I was reading a book on slavery, and it is a bit sketchy on specifics re slavery among Jews in Ancient Isreal. So, what were the patterns of slave status inheritance, both pre- and post-exodus? For example, what happened when a free or slave Jewish woman/man had a child with a Jewish or gentile slave, what would the status of the child be?
In drawn-out form: S = non-Jew slave, s = Jewish slave, F = free, w = woman, m = man
Sw + sm = ?
Sw + Fm = ?
Sm + sw = ?
Sm + Fw = ?
sw + sm = ?
sw + Fm = ?
sm + Sw = ?
sm + Fw = ?
Also, could a Jew marry a slave, either a Jewish slave or free? Did having a child with a slave or free person affect the status of the woman and/or man? Also, is there any archelogogical evidence re the answers to these questions?
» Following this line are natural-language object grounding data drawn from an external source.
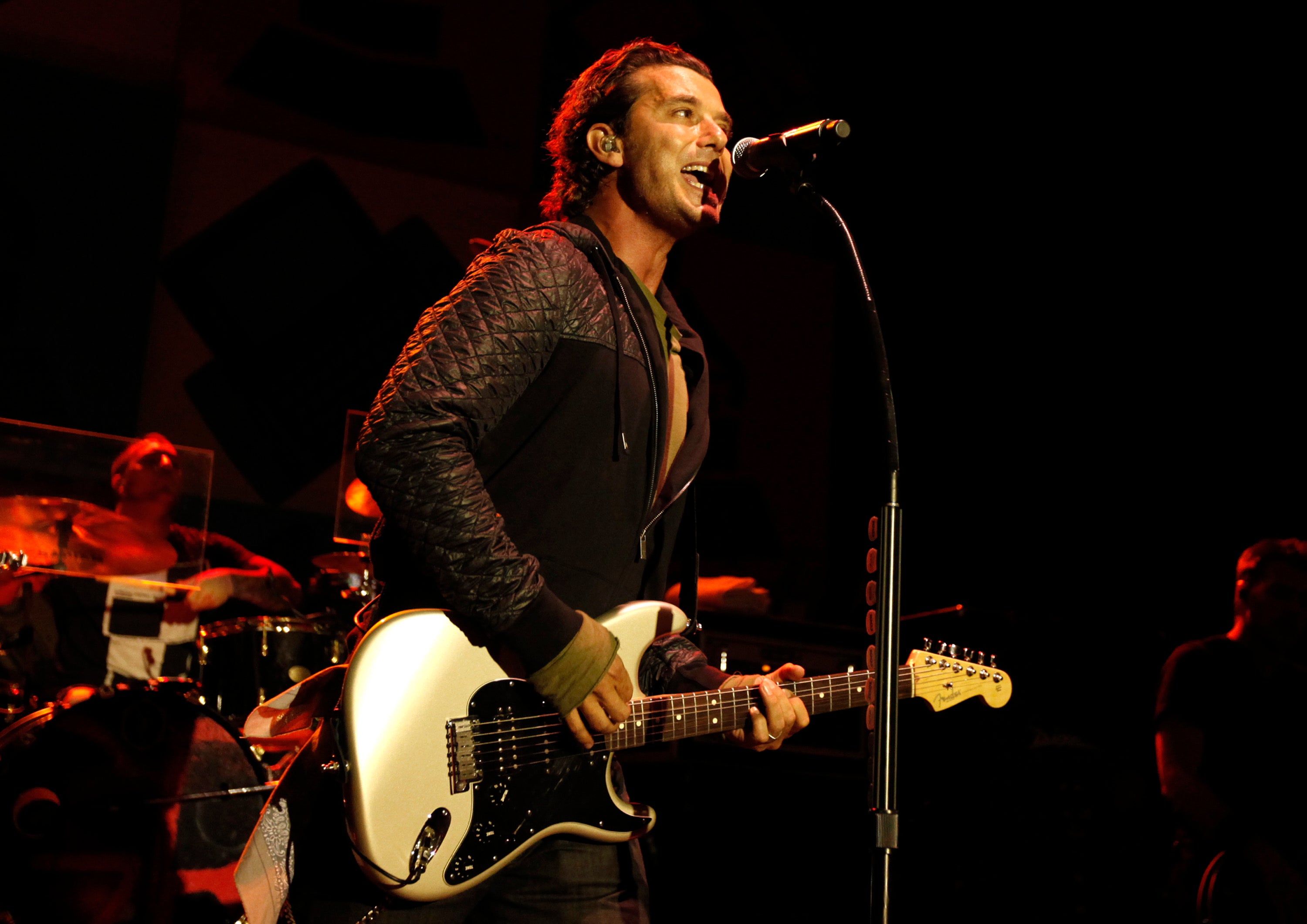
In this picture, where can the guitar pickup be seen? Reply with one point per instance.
(462, 749)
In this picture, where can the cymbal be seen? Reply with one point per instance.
(360, 500)
(355, 563)
(74, 535)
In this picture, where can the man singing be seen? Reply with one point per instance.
(1228, 715)
(534, 443)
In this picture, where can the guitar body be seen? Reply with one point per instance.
(419, 698)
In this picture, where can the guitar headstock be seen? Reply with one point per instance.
(944, 675)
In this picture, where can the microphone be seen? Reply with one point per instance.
(787, 151)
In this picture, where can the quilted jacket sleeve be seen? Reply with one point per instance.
(470, 360)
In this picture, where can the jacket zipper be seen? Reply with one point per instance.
(650, 525)
(658, 416)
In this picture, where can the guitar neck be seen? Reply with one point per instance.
(687, 715)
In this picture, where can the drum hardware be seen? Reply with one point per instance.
(75, 536)
(246, 661)
(217, 794)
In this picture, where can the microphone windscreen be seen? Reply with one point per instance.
(740, 161)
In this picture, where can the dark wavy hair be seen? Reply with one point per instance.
(604, 92)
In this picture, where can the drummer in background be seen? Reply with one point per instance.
(121, 633)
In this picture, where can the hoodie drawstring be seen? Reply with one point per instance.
(620, 446)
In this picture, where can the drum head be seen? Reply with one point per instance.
(89, 825)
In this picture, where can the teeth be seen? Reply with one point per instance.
(696, 169)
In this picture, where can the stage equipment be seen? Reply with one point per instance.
(794, 153)
(247, 661)
(451, 769)
(787, 151)
(63, 535)
(108, 799)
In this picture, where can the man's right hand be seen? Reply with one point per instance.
(606, 706)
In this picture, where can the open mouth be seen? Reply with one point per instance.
(706, 177)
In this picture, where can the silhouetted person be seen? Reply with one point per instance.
(1229, 726)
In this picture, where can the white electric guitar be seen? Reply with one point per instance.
(453, 769)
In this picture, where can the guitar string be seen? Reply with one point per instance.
(649, 710)
(906, 672)
(849, 681)
(654, 708)
(619, 740)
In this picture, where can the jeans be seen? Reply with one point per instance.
(561, 880)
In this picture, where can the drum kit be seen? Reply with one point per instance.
(134, 803)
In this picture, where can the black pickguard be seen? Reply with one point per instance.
(511, 804)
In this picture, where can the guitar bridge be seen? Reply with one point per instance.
(463, 765)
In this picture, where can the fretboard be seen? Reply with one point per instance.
(685, 715)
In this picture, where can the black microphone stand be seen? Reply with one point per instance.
(883, 796)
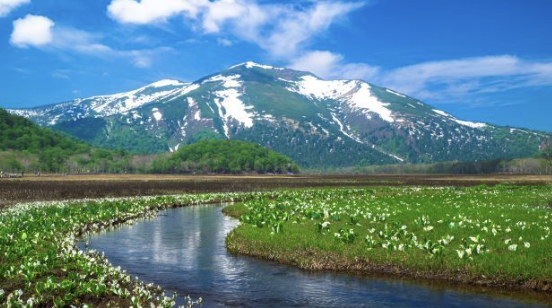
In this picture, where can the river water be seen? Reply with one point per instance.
(183, 250)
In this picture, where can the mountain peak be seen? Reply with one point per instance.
(166, 82)
(251, 64)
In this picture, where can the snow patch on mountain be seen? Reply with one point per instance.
(231, 107)
(166, 83)
(232, 81)
(464, 123)
(157, 114)
(320, 89)
(356, 94)
(393, 92)
(363, 99)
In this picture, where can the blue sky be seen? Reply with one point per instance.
(479, 60)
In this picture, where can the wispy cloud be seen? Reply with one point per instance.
(333, 66)
(6, 6)
(450, 81)
(282, 30)
(41, 32)
(32, 31)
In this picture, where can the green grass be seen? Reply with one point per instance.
(41, 266)
(493, 236)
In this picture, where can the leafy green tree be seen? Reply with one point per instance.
(224, 156)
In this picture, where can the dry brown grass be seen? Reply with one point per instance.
(57, 187)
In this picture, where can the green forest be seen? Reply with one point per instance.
(224, 156)
(24, 146)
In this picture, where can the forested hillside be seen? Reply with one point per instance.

A non-Jewish slave could not marry a Jewish woman (nor could a non-Jewish female slave marry a Jewish man). A non-Jewish slave could be married to another non-Jewish slave.
If two non-Jewish slaves had children, their children were considered the property of the owner.
A Jewish slave was more like an indentured servant than a slave. Thus he could marry a Jewish woman, divorce his wife, etc. He was not “owned” by his master. As such, his children by his wife were not slaves of his “owner.” Males served for six years, or until the Jubilee year (whichever came first). Females went out under the same conditions, but had one other: puberty. A Jewish woman could not become a “slave” upon reaching puberty.
A slaveowner, however, did have one particular right over his Jewish male slave. He could have a female non-Jewish slave “designated” for him. Any children that they had, following the general rule for determining Jewishness, were considered non-Jewish slaves.
Non-Jewish slaves, when freed, were considered full-fledged Jews. In addition, if they were mistreated to extent of loosing an eye, tooth or limb, they must be set free.
There is, to my knowledge, no archaelogical evidence to support this. This is based on standard Jewish law.
One matter that I realize I didn’t address was the issue of cohabitation.
In short, the same rules that apply to Jewishness apply here as well. Thusly, if a male slave (Jewish or non-Jewish) cohabits with a Jewish woman, her child is a Jew, free (you cannot be born into Jewish “slavery.)”.
If a male (non-Jewish slave or Jewish slave) cohabits with a female non-Jewish slave, then the child is considered a non-Jewish slave.